Dogs can become infected with parvo through direct contact with an infected dog, its poo or vomit, or anything that has itself come into contact with an infected dog, its poo or vomit.
The virus attacks the intestines and immune system of affected puppies and dogs, making them weak and unable to absorb essential nutrients from food.
Signs of parvovirus usually start five to seven days after infection, but can range from two to fourteen days.
Initially, the signs are a high temperature, less energy, and no food.
From 24-48 hours, there may be vomiting or diarrhea, often severe and with blood in it.
Dogs with parvo become dehydrated very quickly and it is essential that you contact your vet immediately for advice.
Vaccination is the most effective way to protect your dog against parvovirus. Your dog should have had a vaccination when he was a puppy, but he needs extra boosters regularly.
Information provided by The Kennel Club.
Damian, a customer relationship manager at a bank, said they were told the puppy was eight weeks old and that although she was “a little quiet and withdrawn” she didn’t look unhealthy.
They reached £ 350 for a quick sale and Damian admitted they didn’t suspect anything because they were ‘just excited about getting a dog.’
On the return trip, they decided to book Leia with the vet the next day for a check-up.
But within an hour of being home, the pup started vomiting – which Damian and Kelly had initially attributed to car sickness from the long drive.
When Leia failed to improve, they rushed her to the vets where they received the terrible news that nothing more could be done to save her.
The couple said they tried to contact the seller but received no response.
Unfortunately, the Burwitz family is not alone; Earlier this year, the British charity Dogs Trust issued a warning of a “dog fishing” scam after thousands of unsuspecting owners purchased illegally smuggled puppies organized by criminal gangs.

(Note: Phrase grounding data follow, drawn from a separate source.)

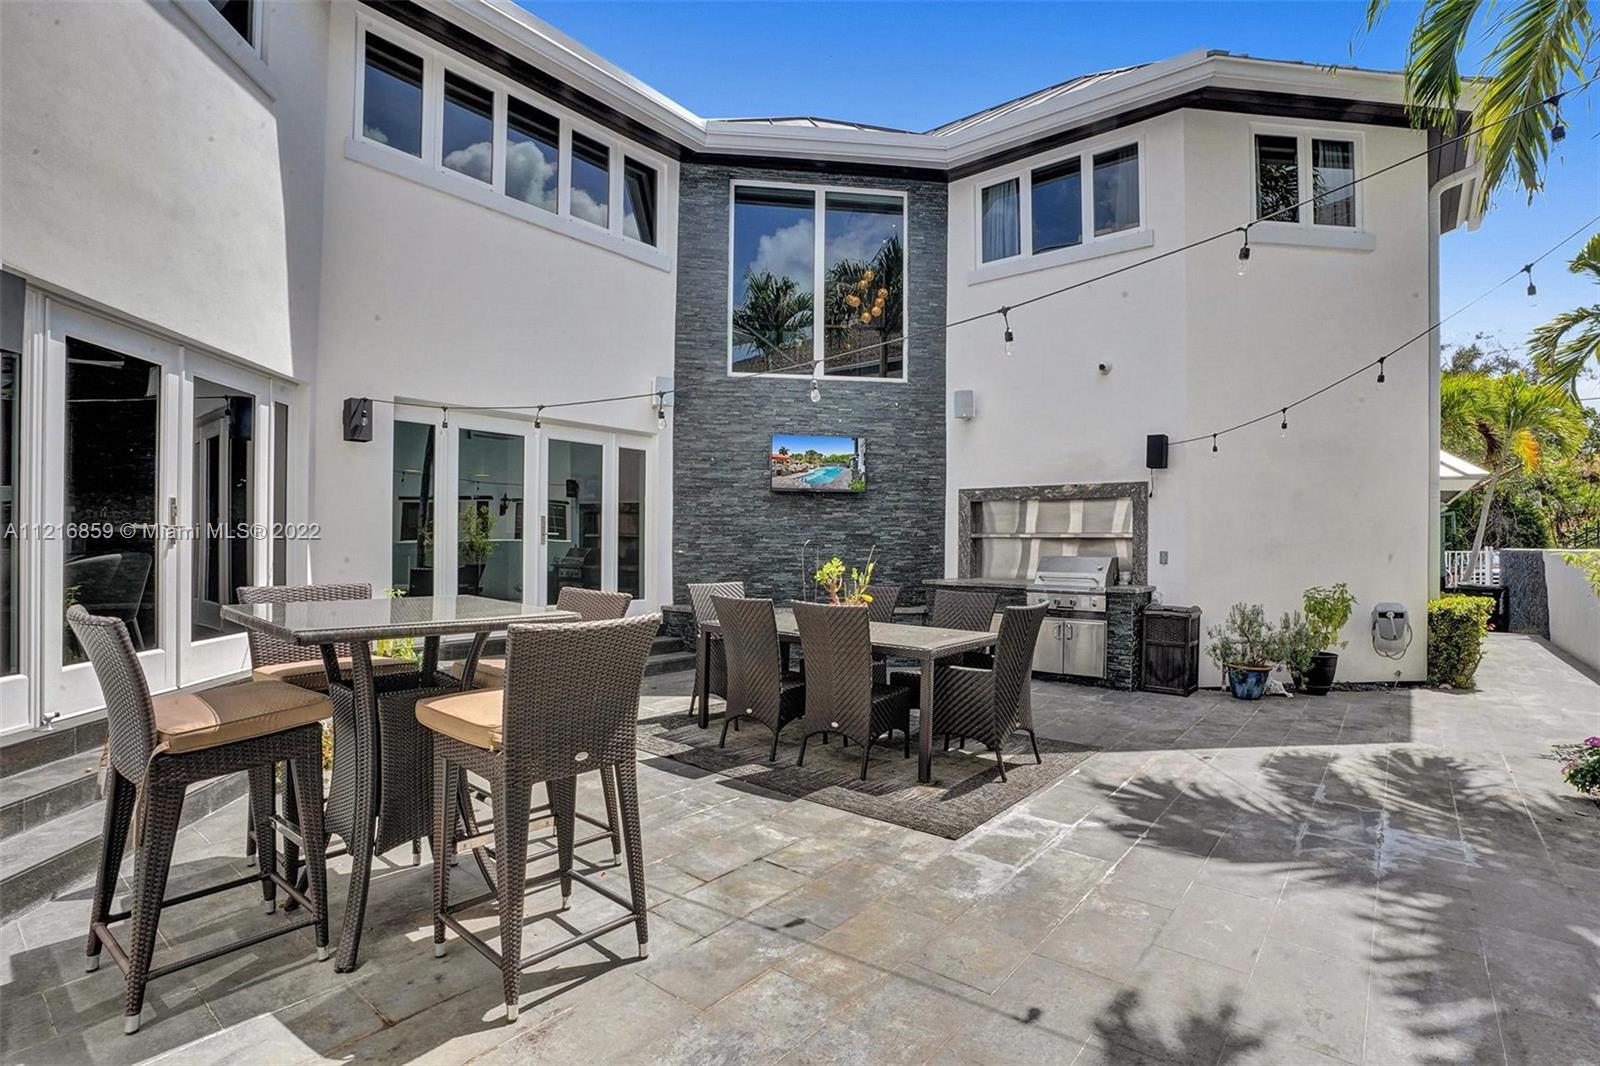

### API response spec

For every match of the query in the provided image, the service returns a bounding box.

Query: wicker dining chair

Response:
[713,596,806,761]
[791,601,913,780]
[444,586,635,865]
[236,583,410,873]
[67,606,331,1035]
[930,602,1049,781]
[686,580,743,719]
[866,583,901,623]
[419,612,660,1022]
[891,588,999,697]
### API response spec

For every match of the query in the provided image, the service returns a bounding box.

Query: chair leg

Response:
[993,746,1008,782]
[768,723,783,763]
[289,744,330,960]
[124,777,185,1033]
[942,734,950,752]
[859,738,872,781]
[86,767,136,972]
[243,802,257,867]
[431,753,455,959]
[548,775,577,910]
[246,765,278,914]
[797,732,810,767]
[599,766,623,865]
[613,760,650,957]
[1026,729,1042,765]
[280,766,301,911]
[903,726,911,759]
[718,716,732,749]
[492,768,532,1022]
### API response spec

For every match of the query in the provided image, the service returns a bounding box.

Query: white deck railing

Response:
[1444,549,1499,587]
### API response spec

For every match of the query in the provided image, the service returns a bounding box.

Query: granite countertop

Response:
[925,578,1156,594]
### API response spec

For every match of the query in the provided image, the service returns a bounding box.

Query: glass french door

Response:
[33,303,291,724]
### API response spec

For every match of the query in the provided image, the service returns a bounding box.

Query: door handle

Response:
[1065,623,1073,639]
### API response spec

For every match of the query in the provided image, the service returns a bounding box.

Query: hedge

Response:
[1427,595,1494,688]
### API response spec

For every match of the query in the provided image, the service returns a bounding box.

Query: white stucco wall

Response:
[1545,551,1600,673]
[946,109,1435,682]
[0,0,327,378]
[304,4,679,602]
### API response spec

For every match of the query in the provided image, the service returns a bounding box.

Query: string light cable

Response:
[1170,213,1600,450]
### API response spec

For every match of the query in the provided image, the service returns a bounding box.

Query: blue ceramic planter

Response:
[1226,667,1272,700]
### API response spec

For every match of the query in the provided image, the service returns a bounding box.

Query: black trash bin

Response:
[1453,583,1509,632]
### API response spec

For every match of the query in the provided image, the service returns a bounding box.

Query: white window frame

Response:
[1249,122,1374,251]
[172,0,274,97]
[970,133,1152,284]
[348,12,674,271]
[725,179,911,383]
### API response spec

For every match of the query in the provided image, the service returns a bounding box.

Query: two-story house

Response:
[1,0,1476,732]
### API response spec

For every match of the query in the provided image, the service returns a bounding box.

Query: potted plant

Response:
[457,504,496,595]
[1206,603,1280,700]
[813,551,876,605]
[1276,611,1319,693]
[1301,583,1357,695]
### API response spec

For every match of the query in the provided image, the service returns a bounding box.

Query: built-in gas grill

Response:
[1026,556,1117,679]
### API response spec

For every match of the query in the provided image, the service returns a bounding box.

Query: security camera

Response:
[1097,361,1113,375]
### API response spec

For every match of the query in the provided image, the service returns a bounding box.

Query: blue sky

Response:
[528,1,1599,395]
[773,433,858,455]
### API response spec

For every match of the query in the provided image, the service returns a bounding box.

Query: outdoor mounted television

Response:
[770,434,866,494]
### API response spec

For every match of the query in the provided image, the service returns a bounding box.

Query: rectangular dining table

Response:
[695,607,999,783]
[222,594,580,971]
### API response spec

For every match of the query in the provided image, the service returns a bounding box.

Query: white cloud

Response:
[362,125,390,146]
[825,212,897,267]
[571,189,608,226]
[443,140,492,183]
[506,140,557,211]
[750,218,815,287]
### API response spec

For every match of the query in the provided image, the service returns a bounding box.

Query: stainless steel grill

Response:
[1025,556,1116,679]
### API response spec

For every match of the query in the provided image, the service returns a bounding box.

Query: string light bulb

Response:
[441,407,449,429]
[1001,307,1014,357]
[1211,434,1218,454]
[655,392,667,430]
[1523,264,1537,297]
[1236,229,1252,277]
[1548,93,1566,142]
[1280,409,1288,436]
[533,405,543,431]
[1376,358,1386,384]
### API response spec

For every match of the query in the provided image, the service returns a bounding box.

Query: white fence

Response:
[1444,549,1499,587]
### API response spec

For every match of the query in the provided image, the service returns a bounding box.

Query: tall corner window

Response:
[363,33,424,158]
[210,0,255,46]
[730,185,815,374]
[1255,134,1300,223]
[1312,138,1356,227]
[1092,144,1139,236]
[622,158,658,246]
[980,178,1021,263]
[570,131,610,228]
[392,421,436,596]
[441,71,493,184]
[823,191,904,378]
[506,97,559,213]
[1031,157,1082,254]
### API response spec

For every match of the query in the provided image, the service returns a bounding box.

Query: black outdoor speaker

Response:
[343,397,373,442]
[1146,433,1168,470]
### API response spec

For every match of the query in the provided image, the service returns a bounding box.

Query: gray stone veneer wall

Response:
[1499,549,1549,637]
[672,163,949,605]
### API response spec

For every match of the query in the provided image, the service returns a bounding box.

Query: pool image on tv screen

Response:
[770,434,866,494]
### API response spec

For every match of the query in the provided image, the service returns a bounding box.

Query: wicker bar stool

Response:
[931,603,1049,780]
[67,607,331,1035]
[713,596,805,761]
[444,587,634,865]
[791,602,913,780]
[686,580,742,719]
[419,613,660,1022]
[236,582,411,873]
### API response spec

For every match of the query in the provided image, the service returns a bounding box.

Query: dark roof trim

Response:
[365,0,691,159]
[947,87,1416,180]
[685,152,945,182]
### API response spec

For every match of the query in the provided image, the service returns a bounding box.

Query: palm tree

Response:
[1446,372,1588,580]
[1528,232,1600,392]
[823,235,904,375]
[732,271,813,373]
[1363,0,1593,208]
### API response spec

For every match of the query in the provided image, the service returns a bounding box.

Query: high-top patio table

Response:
[695,607,999,783]
[222,594,580,971]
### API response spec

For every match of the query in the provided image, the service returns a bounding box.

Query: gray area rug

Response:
[636,703,1097,839]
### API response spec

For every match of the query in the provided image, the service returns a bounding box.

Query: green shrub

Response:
[1427,595,1493,688]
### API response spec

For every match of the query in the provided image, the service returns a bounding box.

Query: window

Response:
[441,71,493,184]
[1031,158,1082,253]
[1092,145,1139,236]
[506,97,559,212]
[730,183,906,379]
[363,34,423,157]
[1,353,17,676]
[980,179,1021,262]
[271,402,288,586]
[392,421,435,595]
[1255,130,1358,229]
[1255,135,1299,222]
[570,132,610,227]
[623,158,658,246]
[209,0,255,46]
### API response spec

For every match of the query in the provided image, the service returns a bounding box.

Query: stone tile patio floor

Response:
[3,634,1597,1065]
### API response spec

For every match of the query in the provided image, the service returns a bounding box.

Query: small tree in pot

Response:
[1301,583,1356,694]
[1206,603,1281,700]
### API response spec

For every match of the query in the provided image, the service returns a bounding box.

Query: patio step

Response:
[645,648,695,676]
[0,764,246,923]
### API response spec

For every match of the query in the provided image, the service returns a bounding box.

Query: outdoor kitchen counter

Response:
[924,578,1154,690]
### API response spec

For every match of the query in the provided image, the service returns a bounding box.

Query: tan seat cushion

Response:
[154,680,333,755]
[416,689,503,751]
[252,655,411,686]
[443,657,506,689]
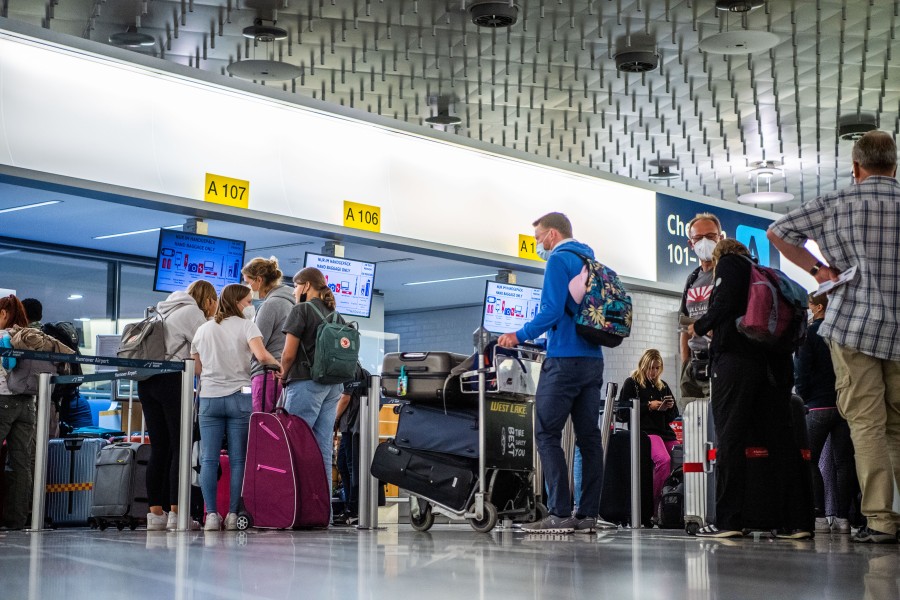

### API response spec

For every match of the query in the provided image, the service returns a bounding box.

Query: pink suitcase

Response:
[241,410,330,529]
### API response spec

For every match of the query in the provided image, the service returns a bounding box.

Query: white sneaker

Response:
[224,513,239,531]
[147,512,168,531]
[167,512,201,531]
[815,517,832,533]
[832,518,851,534]
[204,513,223,531]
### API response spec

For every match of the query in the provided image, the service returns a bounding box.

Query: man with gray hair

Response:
[767,130,900,544]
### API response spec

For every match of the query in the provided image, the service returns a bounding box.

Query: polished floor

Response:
[0,525,898,600]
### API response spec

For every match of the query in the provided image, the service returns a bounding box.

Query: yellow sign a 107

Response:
[204,173,250,209]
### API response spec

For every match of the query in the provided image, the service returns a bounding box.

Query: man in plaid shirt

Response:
[767,130,900,544]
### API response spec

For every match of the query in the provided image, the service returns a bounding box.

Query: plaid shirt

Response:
[768,176,900,361]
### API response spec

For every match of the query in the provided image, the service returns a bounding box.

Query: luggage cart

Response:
[406,328,545,533]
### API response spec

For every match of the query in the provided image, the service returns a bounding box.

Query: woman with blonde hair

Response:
[191,283,280,531]
[620,349,679,515]
[242,256,294,412]
[281,267,347,519]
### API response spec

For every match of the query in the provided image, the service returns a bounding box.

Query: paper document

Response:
[815,265,858,295]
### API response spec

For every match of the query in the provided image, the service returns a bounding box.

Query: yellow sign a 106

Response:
[343,201,381,233]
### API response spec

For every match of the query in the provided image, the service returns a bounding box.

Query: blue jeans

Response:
[284,379,342,498]
[535,357,604,518]
[198,391,251,515]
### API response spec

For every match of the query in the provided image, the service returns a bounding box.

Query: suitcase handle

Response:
[392,366,429,373]
[703,441,716,472]
[398,352,430,361]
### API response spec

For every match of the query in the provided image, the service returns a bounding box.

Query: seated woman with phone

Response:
[620,349,680,516]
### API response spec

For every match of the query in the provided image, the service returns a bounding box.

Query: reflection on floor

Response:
[0,525,897,600]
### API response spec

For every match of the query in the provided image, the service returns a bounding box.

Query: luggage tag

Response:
[397,365,408,397]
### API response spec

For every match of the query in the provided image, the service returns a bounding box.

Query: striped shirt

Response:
[768,176,900,361]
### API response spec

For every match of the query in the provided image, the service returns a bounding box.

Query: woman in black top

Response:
[620,349,679,515]
[689,239,813,538]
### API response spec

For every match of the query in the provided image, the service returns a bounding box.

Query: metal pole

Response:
[176,359,194,531]
[630,397,641,529]
[28,373,52,532]
[358,375,380,529]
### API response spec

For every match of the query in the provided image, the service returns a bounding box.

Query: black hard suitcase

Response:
[370,441,476,512]
[381,352,470,406]
[598,429,654,526]
[90,442,151,530]
[394,403,479,458]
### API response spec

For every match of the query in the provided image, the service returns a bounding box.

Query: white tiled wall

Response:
[384,291,683,395]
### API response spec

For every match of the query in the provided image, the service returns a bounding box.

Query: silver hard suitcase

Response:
[46,438,107,526]
[682,398,716,534]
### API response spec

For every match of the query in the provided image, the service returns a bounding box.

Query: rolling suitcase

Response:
[682,399,716,534]
[381,352,470,406]
[370,441,476,512]
[46,437,107,526]
[658,467,685,529]
[393,403,479,458]
[598,429,654,526]
[241,410,330,529]
[90,442,151,530]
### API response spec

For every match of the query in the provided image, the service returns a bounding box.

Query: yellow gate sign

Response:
[343,201,381,233]
[518,234,544,261]
[204,173,250,209]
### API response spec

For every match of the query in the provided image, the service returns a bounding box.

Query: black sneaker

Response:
[852,526,897,544]
[694,524,743,538]
[520,514,577,534]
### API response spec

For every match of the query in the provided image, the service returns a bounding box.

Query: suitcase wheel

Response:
[468,501,498,534]
[129,519,139,531]
[88,518,98,530]
[116,521,126,531]
[97,519,108,531]
[530,502,549,524]
[236,511,253,531]
[409,499,434,532]
[685,521,700,536]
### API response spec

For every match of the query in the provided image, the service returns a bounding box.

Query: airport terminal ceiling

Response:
[0,179,544,316]
[3,0,899,209]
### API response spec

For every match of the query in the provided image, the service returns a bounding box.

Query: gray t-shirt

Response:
[250,284,295,378]
[282,298,345,383]
[680,267,714,353]
[191,316,263,397]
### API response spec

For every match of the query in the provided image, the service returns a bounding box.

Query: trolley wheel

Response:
[468,501,498,533]
[533,502,549,523]
[88,518,98,530]
[129,519,138,531]
[98,519,108,531]
[236,512,253,531]
[116,521,126,531]
[685,522,700,536]
[409,501,434,532]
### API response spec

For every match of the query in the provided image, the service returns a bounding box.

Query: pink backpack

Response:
[735,256,808,349]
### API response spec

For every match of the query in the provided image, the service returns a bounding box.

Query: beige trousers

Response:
[830,341,900,535]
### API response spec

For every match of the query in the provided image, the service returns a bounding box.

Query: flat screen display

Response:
[303,252,376,318]
[481,281,543,335]
[154,230,246,294]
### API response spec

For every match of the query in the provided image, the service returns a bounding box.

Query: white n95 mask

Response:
[692,238,717,262]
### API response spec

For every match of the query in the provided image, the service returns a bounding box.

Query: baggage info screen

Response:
[482,281,542,334]
[304,253,377,318]
[154,230,246,293]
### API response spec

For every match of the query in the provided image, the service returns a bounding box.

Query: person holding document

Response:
[767,130,900,544]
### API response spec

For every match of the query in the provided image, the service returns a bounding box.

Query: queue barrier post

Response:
[176,359,195,532]
[358,374,380,530]
[28,373,53,532]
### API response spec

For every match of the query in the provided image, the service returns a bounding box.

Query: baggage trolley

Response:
[405,330,544,533]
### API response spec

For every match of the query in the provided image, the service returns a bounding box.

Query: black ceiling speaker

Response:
[109,25,155,48]
[469,1,519,28]
[425,95,462,126]
[614,34,659,73]
[838,113,878,141]
[715,0,765,12]
[242,19,288,42]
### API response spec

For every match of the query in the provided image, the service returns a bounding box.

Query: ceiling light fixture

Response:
[838,114,878,142]
[67,294,83,300]
[93,225,182,240]
[468,1,519,28]
[403,274,495,286]
[109,24,155,48]
[227,18,300,81]
[0,200,62,214]
[425,94,463,127]
[648,159,679,181]
[715,0,764,12]
[737,160,795,204]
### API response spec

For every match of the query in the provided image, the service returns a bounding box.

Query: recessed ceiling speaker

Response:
[614,34,659,73]
[648,159,679,180]
[699,30,779,54]
[242,19,288,42]
[109,26,155,48]
[715,0,764,12]
[227,60,301,81]
[838,113,878,141]
[425,95,463,126]
[469,1,519,28]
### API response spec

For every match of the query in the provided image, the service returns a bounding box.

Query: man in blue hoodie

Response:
[498,212,609,534]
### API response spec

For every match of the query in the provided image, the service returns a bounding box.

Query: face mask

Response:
[242,305,256,320]
[250,289,260,301]
[536,243,552,261]
[693,238,717,262]
[297,285,308,304]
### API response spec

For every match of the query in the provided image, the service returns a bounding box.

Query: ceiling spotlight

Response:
[109,25,155,48]
[648,159,679,181]
[468,1,519,28]
[425,94,463,127]
[699,30,779,54]
[242,19,288,42]
[715,0,764,12]
[838,113,878,142]
[738,160,794,204]
[227,18,299,81]
[614,34,659,73]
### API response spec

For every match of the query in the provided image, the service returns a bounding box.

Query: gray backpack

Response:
[117,308,185,380]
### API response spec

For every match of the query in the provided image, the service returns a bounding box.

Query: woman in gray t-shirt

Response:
[281,267,346,517]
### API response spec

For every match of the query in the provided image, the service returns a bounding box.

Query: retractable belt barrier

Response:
[0,349,195,532]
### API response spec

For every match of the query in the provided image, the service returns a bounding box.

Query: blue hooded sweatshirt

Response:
[514,240,605,359]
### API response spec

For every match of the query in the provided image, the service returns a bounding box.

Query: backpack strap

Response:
[298,300,335,368]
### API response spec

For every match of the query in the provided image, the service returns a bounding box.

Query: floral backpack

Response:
[558,249,633,348]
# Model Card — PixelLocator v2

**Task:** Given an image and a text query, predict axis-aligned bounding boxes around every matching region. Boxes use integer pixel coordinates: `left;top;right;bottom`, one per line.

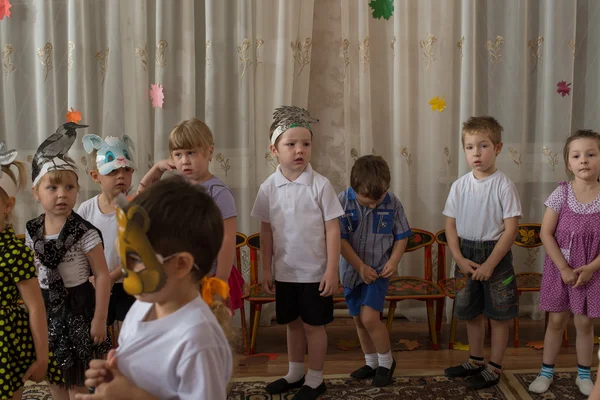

Dog fishing is a verb that means that someone is tricked into buying a dog, which may not be what it seems.
The organization revealed that many owners have been tricked or ‘dog-caught’ into buying illegal puppies that often have hidden health or behavioral issues, leaving them heartbroken and averaging nearly £ 500 out of pocket.
The charity added that thousands have fallen victim to illegal puppy smuggling, taking the animals from Central and Eastern European countries to the UK before reselling them with huge profits.
Paula Boyden, veterinary director of Dogs Trust, said at the time, “People think they are getting a healthy, happy puppy, but behind the curtain is the dark depth of the smuggling business.
Many of these poor puppies suffer from serious health or lifelong behavioral issues, and unfortunately some don’t survive, leaving their buyers helpless and heartbroken – and out of pocket.
“If it seems too good to be true, no matter how difficult it is, walk away and report it.”